Michelle Escoffery is an Ivor Novello Award and Brit Award-Winning Singer-Songwriter with more than thirty years of experience in the music industry. Having signed with both major and independent labels, and recognised for her creativity, musical ability and professional contributions, she currently sits on the Board of Directors for PRS for Music as a Writer-Director and on the Board of Trustees for PRS Foundation. Michelle is an educator, boutique label owner, live event organiser/promoter, consultant, masterclass facilitator, performance coach and vocal producer/arranger.
Michelle spoke with us who about her career, learning from her students, and how working with CLOCK keeps you on your toes.
Tell us your story. How did you get started in the music industry?
I came from a singing family. I was kind of born into it. My dad started my sisters singing as a group, so I started singing with my sisters around seven years old. I then went semi-professional at nine and then I went professional at sixteen. So, I would say around then was when I decided ‘yes I want to do this’. Up until that point, I had no desire to do it at all. It was just something fun I did. But I wouldn’t change that journey at all.

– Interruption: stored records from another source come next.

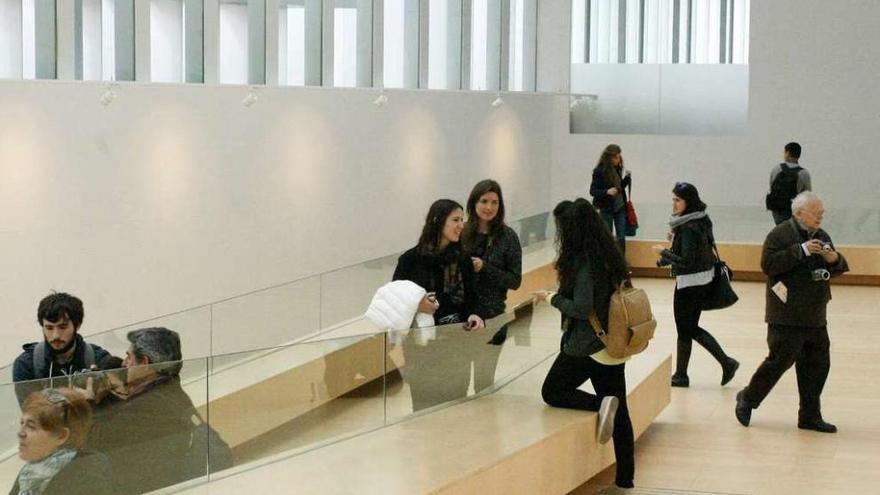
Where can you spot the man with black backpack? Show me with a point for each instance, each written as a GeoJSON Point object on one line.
{"type": "Point", "coordinates": [62, 352]}
{"type": "Point", "coordinates": [787, 180]}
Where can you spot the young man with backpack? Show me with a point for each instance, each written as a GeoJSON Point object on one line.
{"type": "Point", "coordinates": [787, 180]}
{"type": "Point", "coordinates": [62, 352]}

Aside from your career as a songwriter, you also work in music education. What skills do you take from writing into a lecture and vice versa?
I guess that it is all about being agile, being adaptable and also just having the perspective of experience. I’m not sure I would call myself a teacher, I guess I am, but what I do is all about shared experience. Sharing tips, sharing skills or tools with my students as to how to get a good result in terms of say melody or lyric writing.
But teaching is more about shaping them, and I find that the most rewarding. That special moment when you discover students that have the raw talent and a real spark, and they might have a completely different way of doing things to me, but it works. Then I learn from them too, and those lessons help me as a songwriter all the time. It just proves there isn’t only one way to make music!
Tell us about your advocacy in the music industry. Why is that important to you?
For me, it’s always been that you approach a person as a human being first, so my advocacy is about that. It’s also about giving somebody who is emerging a chance. I think that first and foremost, we are all human beings, and we all have different barriers and limitations.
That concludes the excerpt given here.